One problem with my previous historical sewing was that what I made was a bit random: the only complete outfits I produced were my Ottoman dance costume, my 'Fortuny' dress and shoes, and my Wiener Werkstätte ensemble. However, this year the format of the Historical Sew Monthly has changed slightly. All the monthly challenges were opened at the start of the year, and can be completed in any order you choose. This is perfect for me, because while I will use some of the challenges for mending/fixing fit issues on stuff I already have, my main plan is to use them to make a complete 1874 outfit. I have nothing at all for this period, so intend to make everything, from the chemise outwards. The idea is to start with simple things which don't take much time, until my graduation outfit is done.

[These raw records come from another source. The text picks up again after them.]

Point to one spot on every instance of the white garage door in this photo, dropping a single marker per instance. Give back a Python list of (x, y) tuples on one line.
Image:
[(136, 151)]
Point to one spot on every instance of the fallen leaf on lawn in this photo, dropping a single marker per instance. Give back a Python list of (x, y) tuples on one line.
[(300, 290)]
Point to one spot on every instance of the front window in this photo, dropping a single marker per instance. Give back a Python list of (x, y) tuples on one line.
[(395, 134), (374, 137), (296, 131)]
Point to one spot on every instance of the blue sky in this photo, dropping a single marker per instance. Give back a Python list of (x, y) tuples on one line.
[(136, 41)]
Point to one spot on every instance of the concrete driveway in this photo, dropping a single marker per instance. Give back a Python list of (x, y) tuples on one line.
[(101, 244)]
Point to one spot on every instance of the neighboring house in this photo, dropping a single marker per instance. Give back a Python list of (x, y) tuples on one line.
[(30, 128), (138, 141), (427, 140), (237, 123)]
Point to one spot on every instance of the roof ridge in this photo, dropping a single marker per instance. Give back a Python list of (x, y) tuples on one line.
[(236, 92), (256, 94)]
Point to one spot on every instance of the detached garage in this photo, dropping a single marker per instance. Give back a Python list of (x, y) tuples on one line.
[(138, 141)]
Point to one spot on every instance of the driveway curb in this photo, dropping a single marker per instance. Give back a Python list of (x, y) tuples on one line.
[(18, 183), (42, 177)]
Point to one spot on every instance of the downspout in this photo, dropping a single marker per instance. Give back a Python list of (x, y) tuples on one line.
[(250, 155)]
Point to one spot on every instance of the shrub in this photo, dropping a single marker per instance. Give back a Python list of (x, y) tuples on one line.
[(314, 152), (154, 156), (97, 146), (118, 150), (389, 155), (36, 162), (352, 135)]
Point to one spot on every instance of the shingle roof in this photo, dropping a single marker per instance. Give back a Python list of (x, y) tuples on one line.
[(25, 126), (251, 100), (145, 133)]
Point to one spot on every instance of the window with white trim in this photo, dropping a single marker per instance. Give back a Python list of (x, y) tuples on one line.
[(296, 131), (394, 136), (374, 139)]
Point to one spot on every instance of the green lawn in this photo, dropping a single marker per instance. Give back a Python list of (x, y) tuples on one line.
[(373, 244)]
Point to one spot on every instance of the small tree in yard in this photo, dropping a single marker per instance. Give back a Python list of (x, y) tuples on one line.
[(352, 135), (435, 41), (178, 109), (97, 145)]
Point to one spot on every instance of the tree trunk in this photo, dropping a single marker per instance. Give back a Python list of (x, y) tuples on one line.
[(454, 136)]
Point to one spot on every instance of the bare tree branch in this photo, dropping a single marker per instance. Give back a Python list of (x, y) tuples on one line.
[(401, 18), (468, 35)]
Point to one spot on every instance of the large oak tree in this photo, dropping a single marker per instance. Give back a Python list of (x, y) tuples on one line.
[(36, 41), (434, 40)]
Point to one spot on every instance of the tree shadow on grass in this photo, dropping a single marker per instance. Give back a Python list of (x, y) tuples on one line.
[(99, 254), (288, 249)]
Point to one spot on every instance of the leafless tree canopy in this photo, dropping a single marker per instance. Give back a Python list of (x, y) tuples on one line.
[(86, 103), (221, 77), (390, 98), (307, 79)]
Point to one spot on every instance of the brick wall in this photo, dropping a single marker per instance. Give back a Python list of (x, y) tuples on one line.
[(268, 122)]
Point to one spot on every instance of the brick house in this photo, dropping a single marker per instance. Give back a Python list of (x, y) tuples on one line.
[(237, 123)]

I chose 1874 because I own an actual pattern from that date (co-incidentally it was in the same auction lot as the 1954 Patou pattern), I blogged about it here. Though in-depth research/endless Pinterest scrolling, I managed to find the back view (thank you to Isabella of All the Pretty Dresses for posting it), so now have some idea of how the pieces fit together.

'Casaque du Printemps' - the illustration on the pattern

The jacket/casaque will be the last part of the outfit that I make, and my hope is that by the time I reach that stage my skills will have improved enough for me to tackle it, as there is only a brief description on the pattern.

So all in all, it's a very ambitious plan for the year. Wish me luck!